In parallelo è infatti scattata la richiesta ai Paesi membri di aprire le fontane delle città. Ma anche di fare promozione sulla qualità dell'acqua pubblica e di incoraggiare gli uffici pubblici a fornire accesso all'acqua potabile. Ovvero, come è stato messo nero su bianco sul provvedimento inviato anche all'Italia, l'istanza è di migliorare l'accesso all'acqua potabile per tutti i cittadini e in particolare per i gruppi più vulnerabili e marginali che hanno adesso difficoltà ad accedervi. Anche perché - fa notare Bruxelles nella linee di indirizzo - non si tratta affatto di ricominciare da zero perché già la situazione attuale in tema di acqua pubblica è quasi ovunque molto soddisfacente. Si tratta solo di fare una scelta definitiva per il bene dell'ambiente con un impatto positivo per il budget dei cittadini.
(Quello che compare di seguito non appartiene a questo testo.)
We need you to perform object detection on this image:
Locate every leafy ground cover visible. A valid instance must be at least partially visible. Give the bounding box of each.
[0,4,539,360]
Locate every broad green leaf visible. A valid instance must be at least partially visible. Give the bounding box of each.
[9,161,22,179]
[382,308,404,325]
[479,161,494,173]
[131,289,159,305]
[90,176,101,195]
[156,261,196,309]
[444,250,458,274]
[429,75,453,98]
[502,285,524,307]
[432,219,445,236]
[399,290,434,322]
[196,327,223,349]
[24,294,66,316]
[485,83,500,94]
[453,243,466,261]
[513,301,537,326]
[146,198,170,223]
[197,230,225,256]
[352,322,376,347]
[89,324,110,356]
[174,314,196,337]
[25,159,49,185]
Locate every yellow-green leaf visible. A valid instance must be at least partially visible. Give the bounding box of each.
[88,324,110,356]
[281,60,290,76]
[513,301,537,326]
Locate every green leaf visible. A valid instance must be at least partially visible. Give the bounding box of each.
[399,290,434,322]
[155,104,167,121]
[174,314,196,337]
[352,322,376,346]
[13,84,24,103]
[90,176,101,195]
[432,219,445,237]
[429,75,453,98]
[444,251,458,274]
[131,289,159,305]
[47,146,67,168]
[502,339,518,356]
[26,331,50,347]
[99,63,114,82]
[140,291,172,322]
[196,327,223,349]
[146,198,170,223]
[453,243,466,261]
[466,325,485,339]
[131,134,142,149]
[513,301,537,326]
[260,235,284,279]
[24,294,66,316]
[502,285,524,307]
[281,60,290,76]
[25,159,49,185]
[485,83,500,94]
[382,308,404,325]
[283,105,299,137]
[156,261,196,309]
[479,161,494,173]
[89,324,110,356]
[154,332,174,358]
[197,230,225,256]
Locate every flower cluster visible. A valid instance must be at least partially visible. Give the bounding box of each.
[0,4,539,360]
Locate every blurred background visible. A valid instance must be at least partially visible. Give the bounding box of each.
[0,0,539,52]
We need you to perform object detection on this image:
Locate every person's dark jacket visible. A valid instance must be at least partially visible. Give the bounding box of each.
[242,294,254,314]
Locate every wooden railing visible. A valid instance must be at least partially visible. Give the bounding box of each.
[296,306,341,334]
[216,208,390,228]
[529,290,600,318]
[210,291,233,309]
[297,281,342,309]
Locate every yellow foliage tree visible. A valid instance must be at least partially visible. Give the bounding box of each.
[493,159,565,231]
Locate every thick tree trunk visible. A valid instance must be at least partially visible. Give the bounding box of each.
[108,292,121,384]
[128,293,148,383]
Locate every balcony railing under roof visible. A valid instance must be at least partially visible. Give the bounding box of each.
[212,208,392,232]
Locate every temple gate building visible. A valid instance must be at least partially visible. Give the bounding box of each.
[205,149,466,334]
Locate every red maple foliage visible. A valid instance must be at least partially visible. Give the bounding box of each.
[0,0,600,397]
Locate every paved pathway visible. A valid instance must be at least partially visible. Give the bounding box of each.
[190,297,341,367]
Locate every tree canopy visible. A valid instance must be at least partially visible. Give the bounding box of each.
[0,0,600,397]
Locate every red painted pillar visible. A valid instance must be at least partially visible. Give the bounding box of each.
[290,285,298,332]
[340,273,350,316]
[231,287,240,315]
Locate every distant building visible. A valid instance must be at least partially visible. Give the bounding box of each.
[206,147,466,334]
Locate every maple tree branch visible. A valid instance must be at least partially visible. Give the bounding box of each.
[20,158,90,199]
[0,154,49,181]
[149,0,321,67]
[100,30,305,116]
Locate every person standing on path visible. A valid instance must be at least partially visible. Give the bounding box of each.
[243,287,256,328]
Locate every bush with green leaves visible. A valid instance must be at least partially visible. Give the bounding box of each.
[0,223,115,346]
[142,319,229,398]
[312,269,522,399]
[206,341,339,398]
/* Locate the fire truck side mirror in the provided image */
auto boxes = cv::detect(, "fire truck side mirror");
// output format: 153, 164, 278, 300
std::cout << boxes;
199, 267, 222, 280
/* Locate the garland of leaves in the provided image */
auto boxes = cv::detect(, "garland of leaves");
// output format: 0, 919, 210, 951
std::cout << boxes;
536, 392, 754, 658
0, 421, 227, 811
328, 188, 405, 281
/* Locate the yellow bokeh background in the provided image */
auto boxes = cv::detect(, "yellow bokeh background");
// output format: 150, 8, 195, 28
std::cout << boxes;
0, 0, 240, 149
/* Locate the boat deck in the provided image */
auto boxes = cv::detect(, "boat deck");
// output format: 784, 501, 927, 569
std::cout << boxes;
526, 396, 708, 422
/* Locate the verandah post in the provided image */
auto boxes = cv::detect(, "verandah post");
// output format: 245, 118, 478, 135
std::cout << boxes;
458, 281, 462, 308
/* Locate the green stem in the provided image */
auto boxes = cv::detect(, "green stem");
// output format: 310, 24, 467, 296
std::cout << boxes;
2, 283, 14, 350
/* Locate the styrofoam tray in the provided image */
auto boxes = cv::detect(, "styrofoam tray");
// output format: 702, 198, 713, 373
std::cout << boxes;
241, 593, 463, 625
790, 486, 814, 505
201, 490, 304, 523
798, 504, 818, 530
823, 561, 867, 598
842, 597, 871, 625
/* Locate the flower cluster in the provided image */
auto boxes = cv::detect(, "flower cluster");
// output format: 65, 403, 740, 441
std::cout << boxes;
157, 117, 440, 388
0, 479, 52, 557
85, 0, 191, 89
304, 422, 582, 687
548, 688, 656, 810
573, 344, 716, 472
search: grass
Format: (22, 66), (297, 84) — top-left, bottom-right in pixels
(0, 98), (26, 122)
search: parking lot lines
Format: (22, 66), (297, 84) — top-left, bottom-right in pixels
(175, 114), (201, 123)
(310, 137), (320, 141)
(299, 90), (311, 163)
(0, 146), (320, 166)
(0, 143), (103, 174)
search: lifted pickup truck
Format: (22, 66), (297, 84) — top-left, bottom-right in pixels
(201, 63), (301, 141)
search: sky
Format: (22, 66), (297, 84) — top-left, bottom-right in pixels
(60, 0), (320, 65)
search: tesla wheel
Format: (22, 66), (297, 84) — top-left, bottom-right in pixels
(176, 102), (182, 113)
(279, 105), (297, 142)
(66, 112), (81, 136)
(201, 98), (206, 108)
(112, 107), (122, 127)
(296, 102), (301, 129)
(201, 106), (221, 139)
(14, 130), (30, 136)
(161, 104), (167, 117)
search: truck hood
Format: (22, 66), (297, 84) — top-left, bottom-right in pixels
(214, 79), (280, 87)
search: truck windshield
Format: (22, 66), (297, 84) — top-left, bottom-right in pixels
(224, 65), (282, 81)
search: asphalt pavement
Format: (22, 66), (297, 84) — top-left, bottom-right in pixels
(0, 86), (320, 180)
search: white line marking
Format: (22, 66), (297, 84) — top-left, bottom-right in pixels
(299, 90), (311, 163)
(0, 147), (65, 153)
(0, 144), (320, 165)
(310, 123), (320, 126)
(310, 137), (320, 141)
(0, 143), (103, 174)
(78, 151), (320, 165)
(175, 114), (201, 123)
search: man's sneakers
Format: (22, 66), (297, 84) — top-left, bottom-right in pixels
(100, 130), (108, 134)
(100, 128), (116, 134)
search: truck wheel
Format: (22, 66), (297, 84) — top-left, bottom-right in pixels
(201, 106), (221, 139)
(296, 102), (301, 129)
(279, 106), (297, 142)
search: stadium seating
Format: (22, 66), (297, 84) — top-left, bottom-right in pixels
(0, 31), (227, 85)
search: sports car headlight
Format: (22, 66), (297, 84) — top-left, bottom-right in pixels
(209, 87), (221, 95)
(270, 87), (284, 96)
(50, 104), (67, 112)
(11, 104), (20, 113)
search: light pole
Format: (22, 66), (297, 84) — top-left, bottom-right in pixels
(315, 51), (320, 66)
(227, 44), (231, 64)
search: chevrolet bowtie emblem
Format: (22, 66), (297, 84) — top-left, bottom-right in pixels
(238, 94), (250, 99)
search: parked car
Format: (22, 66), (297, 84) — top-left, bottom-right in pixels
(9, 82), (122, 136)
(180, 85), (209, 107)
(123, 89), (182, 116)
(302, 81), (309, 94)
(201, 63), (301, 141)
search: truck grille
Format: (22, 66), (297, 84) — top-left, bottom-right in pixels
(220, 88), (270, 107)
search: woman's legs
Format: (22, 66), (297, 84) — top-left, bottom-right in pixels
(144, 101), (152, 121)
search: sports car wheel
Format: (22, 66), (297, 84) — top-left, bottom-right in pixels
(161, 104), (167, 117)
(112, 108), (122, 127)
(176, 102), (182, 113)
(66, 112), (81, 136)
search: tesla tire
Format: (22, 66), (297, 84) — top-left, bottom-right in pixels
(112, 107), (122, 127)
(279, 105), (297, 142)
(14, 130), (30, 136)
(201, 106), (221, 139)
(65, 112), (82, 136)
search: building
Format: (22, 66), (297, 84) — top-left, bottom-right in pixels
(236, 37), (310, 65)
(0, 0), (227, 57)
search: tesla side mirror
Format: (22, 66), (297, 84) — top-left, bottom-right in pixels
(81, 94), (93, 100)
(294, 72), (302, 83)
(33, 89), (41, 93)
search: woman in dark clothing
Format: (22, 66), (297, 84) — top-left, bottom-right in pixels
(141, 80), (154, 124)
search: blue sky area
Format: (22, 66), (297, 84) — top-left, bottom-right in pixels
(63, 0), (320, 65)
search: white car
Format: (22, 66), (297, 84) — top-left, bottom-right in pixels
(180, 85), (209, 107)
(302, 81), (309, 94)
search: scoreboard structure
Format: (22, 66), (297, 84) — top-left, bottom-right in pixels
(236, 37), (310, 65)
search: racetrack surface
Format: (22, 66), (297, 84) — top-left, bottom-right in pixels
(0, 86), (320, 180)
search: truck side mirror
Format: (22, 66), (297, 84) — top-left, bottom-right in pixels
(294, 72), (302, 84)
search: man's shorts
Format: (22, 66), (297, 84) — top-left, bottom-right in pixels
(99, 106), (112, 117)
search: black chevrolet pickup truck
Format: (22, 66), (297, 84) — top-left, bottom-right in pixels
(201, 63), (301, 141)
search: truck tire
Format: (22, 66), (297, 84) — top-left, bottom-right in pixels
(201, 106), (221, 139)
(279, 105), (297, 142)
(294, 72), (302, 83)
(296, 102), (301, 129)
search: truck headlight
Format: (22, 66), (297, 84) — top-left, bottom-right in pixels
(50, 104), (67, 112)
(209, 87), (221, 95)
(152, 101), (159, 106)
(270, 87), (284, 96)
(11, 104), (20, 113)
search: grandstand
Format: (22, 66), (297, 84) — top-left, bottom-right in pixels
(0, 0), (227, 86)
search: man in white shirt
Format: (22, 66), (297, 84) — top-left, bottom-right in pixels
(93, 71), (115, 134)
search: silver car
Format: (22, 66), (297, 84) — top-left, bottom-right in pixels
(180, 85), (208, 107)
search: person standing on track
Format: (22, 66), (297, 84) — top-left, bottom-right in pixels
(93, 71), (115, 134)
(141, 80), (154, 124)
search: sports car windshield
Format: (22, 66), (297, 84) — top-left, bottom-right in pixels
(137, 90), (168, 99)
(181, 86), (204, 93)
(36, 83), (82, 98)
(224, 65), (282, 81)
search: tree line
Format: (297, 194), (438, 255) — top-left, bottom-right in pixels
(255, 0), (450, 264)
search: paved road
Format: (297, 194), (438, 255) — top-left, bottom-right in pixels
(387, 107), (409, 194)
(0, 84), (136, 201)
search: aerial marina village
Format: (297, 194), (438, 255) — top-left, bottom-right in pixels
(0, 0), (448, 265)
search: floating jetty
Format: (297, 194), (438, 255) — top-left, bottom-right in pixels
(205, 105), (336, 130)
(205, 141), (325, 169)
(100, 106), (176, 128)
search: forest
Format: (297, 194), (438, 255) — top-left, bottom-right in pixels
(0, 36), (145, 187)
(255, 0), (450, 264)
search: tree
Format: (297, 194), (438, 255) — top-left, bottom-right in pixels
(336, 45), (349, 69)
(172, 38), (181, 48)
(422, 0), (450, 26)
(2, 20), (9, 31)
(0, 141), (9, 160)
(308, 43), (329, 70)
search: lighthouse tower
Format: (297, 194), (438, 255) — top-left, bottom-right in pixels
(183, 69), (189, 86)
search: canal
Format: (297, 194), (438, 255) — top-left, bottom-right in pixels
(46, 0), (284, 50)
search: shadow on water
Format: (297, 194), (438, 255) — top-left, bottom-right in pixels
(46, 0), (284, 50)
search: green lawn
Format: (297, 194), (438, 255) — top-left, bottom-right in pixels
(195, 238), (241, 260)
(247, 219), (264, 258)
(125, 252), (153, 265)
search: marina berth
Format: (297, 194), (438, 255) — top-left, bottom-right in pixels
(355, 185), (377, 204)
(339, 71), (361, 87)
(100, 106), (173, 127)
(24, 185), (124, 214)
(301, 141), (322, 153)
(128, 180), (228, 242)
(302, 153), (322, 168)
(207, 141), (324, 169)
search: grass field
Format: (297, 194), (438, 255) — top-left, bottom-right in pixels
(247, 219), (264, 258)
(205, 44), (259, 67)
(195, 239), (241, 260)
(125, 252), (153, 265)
Le stime riferiscono infatti di un risparmio di oltre 600 milioni di euro l'anno.

E sono in arrivo nuovi parametri per la potabilità dell'acqua

E per la certificazione della purezza e della potabilità dell'acqua, la Commissione europea è pronta a introdurre 18 nuovi parametri, aggiungendo ai tanti requisiti esistenti anche legionella e cloro. Lo scopo è far crollare i potenziali rischi per la salute dal consumo di acqua pubblica a meno dell'1% rispetto all'attuale 4%.